August 17, 2020
Over the course of the summer, I have had many opportunities to check out media related to Chinese. It is not as easy as I thought to find things that really spark my interest (and work for my purposes), but I came to the conclusion that the best course of action would be to write about the materials I use to learn Chinese, as well as what I found this summer. This is going to be a bit long.
The most significant piece to me was a book called Modern Chinese Lexicology by Ge Benyi. It was a bit advanced (not the Chinese so much as the vocabulary in general), even though it had been translated into English only recently. It brought up every point I wanted to hear, everything that textbooks and online articles couldn't provide. The author writes with knowledge, and seems to cover just about everything from idioms to loanwords to the role of vocabulary in the Chinese language.

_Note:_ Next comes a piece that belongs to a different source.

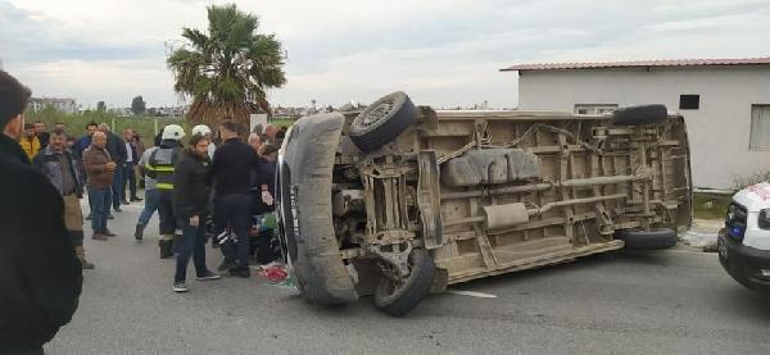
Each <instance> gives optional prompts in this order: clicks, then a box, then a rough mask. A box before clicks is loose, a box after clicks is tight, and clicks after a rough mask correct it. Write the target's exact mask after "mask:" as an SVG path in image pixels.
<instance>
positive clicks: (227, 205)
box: [211, 121, 273, 278]
mask: <svg viewBox="0 0 770 355" xmlns="http://www.w3.org/2000/svg"><path fill="white" fill-rule="evenodd" d="M219 134H220V135H221V136H222V140H223V141H224V142H223V143H222V144H221V145H220V146H219V147H217V150H216V151H215V152H214V162H213V165H212V168H211V177H212V179H213V181H214V190H215V191H216V194H215V196H214V227H215V229H216V231H215V235H218V236H223V235H227V233H224V231H226V230H227V229H228V228H230V229H231V230H232V232H233V233H232V235H231V237H232V238H227V241H224V242H219V244H220V250H221V251H222V254H224V256H225V263H224V264H223V269H225V268H227V269H229V271H230V274H232V275H235V276H238V277H243V278H248V277H250V276H251V273H250V271H249V259H250V258H251V245H250V244H251V243H250V241H249V232H250V231H251V223H252V216H251V193H250V192H249V189H250V186H251V182H252V177H253V176H255V175H254V174H256V176H257V177H261V176H264V172H263V171H262V165H261V164H260V161H259V156H258V155H257V152H255V151H254V149H253V148H252V147H251V146H249V145H248V144H246V143H245V142H243V141H241V140H240V139H238V125H237V124H236V123H235V122H233V121H224V122H222V125H221V126H220V128H219ZM260 181H261V180H260ZM257 193H258V194H259V195H260V196H261V198H262V199H263V201H264V202H265V203H267V204H268V205H272V204H273V201H272V195H271V194H270V192H269V191H268V185H267V184H262V185H260V186H258V192H257ZM232 239H235V242H233V241H232Z"/></svg>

When I start learning words, I always write them down along with their pronunciation and definition before anything else. Around early June, I finished doing this for the HSK (proficiency exam). For reference, the entirety of my studies in that test were composed of 5000+ words. As I neared the end (the last half, which also happened to be the sixth and final level), I noticed more and more idioms, loanwords, and all sorts of things I'd never seen beginning to crop up. Many of these idioms included historical references- ancient and classical Chinese references. Textbooks and word lists alone couldn't convey the meaning, as you needed to know the reference to understand. This meant many hours spent looking through primary source, ancient Chinese documents trying to understand a single term. I even found myself once pouring through the Confucian Analects.